The GULP project has been happening, with some great local food shares and workshops, to come up with some lovely local recipes using seasonal produce, from the community, for the community!

We have so far been working in collaboration with various organisations including My Sister’s Kitchen (Darwin Community Arts). My Sister’s kitchen encourages women from all backgrounds in the community, to come together and share art and crafting and cooking on Mondays in Malak. The Malak community centre also has a wonderful garden. If you want to get involved, come along or contact Darwin Community Arts.


Zeba? and Sandar Tun in garden banana trunk

At the end of last year we started running work shops in conjunction with My Sister’s kitchen and the lovely ladies there, to see and share how they cook some of our wonderful local produce.

We have had several workshops there and today we just had another one which came up with some great recipes…


 

We take lots of fresh local ingredients to the sessions, sourced from gardens or the market and see what everyone would like to cook or learn to cook.

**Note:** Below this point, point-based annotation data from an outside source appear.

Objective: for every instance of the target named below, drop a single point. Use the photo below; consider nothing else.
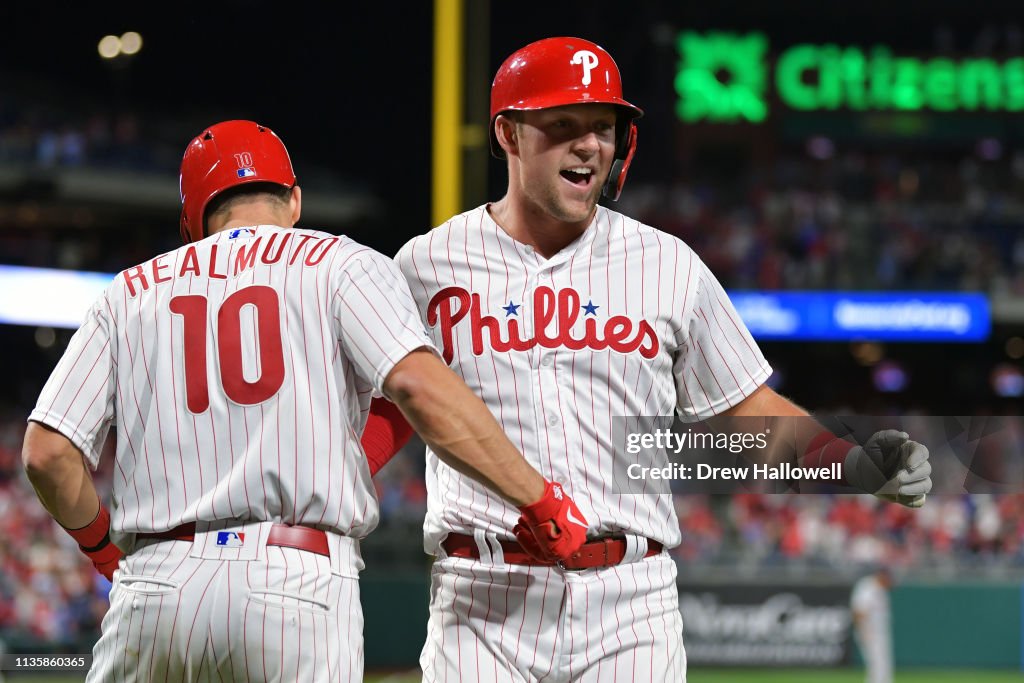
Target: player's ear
(295, 204)
(507, 134)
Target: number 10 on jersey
(193, 309)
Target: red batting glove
(94, 541)
(552, 528)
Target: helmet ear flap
(625, 150)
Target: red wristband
(825, 450)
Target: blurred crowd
(949, 535)
(50, 593)
(856, 220)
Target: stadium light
(110, 47)
(131, 43)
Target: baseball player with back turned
(238, 370)
(562, 314)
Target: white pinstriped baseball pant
(288, 615)
(507, 623)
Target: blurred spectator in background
(872, 624)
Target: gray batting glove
(892, 467)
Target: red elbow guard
(385, 433)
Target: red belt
(602, 553)
(300, 538)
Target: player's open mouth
(580, 175)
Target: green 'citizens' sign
(727, 78)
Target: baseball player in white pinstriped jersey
(562, 314)
(238, 370)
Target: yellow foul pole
(445, 196)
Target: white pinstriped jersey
(626, 321)
(239, 371)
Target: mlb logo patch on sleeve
(230, 539)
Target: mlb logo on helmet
(230, 539)
(245, 162)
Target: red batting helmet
(555, 72)
(225, 155)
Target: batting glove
(94, 541)
(892, 467)
(552, 528)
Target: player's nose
(587, 144)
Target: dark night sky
(350, 87)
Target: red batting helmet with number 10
(555, 72)
(223, 156)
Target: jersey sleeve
(78, 398)
(719, 364)
(377, 321)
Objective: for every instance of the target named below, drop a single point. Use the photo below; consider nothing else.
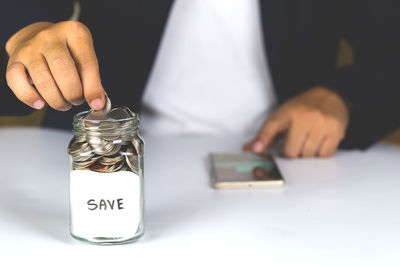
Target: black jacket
(302, 39)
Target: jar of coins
(106, 176)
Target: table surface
(342, 211)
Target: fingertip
(247, 146)
(38, 104)
(258, 147)
(97, 104)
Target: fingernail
(258, 147)
(66, 108)
(39, 104)
(97, 104)
(77, 102)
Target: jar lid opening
(118, 119)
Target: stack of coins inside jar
(103, 146)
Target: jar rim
(78, 124)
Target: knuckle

We started off looking at green or slightly ripening pawpaw. We started making raw pawpaw salad with shredded pawpaw, peanuts, lime, palm sugar,chilli, fish sauce and fresh coriander and Rosia and Marcia added their own stance on it, adding grated cucumber, which added a refreshing crunchy twist..

Rosia and MArcia pawpaw

Sandar Win and Maaye, who are from Bhurma and have been cooking with banana parts for a long time, showed us all how to prepare banana trunk and make a great salad..

Banana trunks are cut down after harvesting a bunch of bananas and the heart of this trunk can make wonderful dishes. Sandar Tun says that the sweeter the bananas, the better the trunk for cooking. The trunk we used was from sugar bananas.

The trunk is peeled to get to the middle part and then this is finely sliced.

Sandar Win

The slices are soaked in water and turmeric, so they don’t go black. This is then blanched in hot water and squeezed out.

The photo below shows two ways the banana trunk can look when cut. The lower piece, with more defined markings is the better part or type of trunk for cooking with.

Banana trunk parts

Garlic, mint, coriander, chilli, fish sauce, lime juice and salt are added. Hopefully we didn’t forget to mention anything! The result is really delicious. And the salad is also looks beautiful. It had quite a few chillies in, but these could definitely be changed to taste.

Sandar Tun and banana trunk


Sandar Tun showed us a version of green pawpaw soup. You can pick a really green pawpaw or one on the turn. This one was on the turn (starting to ripen) and cut into thin parts, put in a pan with peanuts, thai coriander, tumeric, salt and chilli.

Pawpaw soup start

It is then boiled with coconut milk. The result is a rich and delicious tasting soup!

Pawpaw soup

All of the wonderful food was shared with some dhal cooked by Jacob and rice together and marked the end of another great session and some new inspiration of how to cook our local produce.

Soon (we promise) written out recipes with quantities will be uploaded to the web!

Eating 2A big thank you to all the ladies for sharing your knowledge and to DCA/ MSK for letting us run the workshops!